Gauntlet itself was always pretty fun - a hack 'n slash fantasy adventure with wizards and warriors and hordes of bad guys - but the big selling point here was the ability to level up and actually save your characters; giving you the feeling of real accomplishment with each token spent. It was like owning the game, except you were leasing it one quarter at a time. Then again, if you wanted to actually accomplish something, you could have been putting those tokens into that skeeball game to work your way to that glow-in-the-dark yo-yo that was going for a mere 150,000 tickets.
I don't think anyone would disagree with football having a lot less rules about late hits, excessive celebration, and pretty much doing whatever you want on the field (well, maybe actual players would). For all of us, NFL Blitz was a dream come true - brutally hitting players a good 10 seconds after the play was over, flinging opponents onto the ground, constant fake punts, pass interference that would send most refs into an epileptic frenzy - it had everything. This was what I think everyone expected the XFL to be, and if it had been, maybe it would still be around today (RIP Memphis Maniax).
Giant heads, Bill Clinton, the horror of the other team being on fire, shooting nothing but 3's, "Kaboom!", "He's on fire!", "Monster jam!" - we all share the same fond memories of National Basketball Association Jam. The only problem was watching actual basketball games afterwards and being disappointed that the ball didn't burst into flames after the non-President players with normal-sized heads made three shots in a row, none of which were dunks where they flew 50 feet into the air.

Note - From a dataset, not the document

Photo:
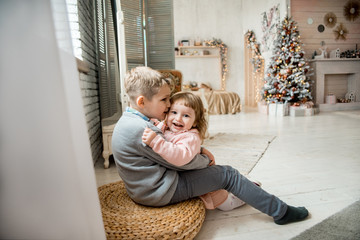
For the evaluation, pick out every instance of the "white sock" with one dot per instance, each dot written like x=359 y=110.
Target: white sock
x=231 y=203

With some games, it's tough to tell whether you remember them fondly due to pure nostalgia or because they were genuinely good games. With Cruis'n USA, the most poorly-spelled game in history, there is no question: pure nostalgia. The game isn't much more than hitting the gas and trying to not get screwed by the A.I., but that doesn't make it any less fun. You got to race across the entire country, see women in pixelized bikinis, and on some levels birds would actually take a dump on your windshield. Frankly, if there's more to a fun racing game than going fast, seeing landmarks, and birds shitting, I don't want to know about it.
Mortal Kombat 2 was all about "more" - more characters, more fatalities, more finishing moves (babalities, friendships) - but the best part of it was how much more our parents didn't want us to play it because of the ridiculous amounts of pixelated blood. It was like Kill Bill except every character was a hemophiliac on his way to the Red Cross blood drive. Did they think kids would start ripping out each others' spines or do mid-air bicycle kicks? Most kids were too lazy to even ride a bicycle, let alone do some kind of flying kick. Now if there had been a mid-air "ride in mom's minivan kick," there might have been a reason for concern.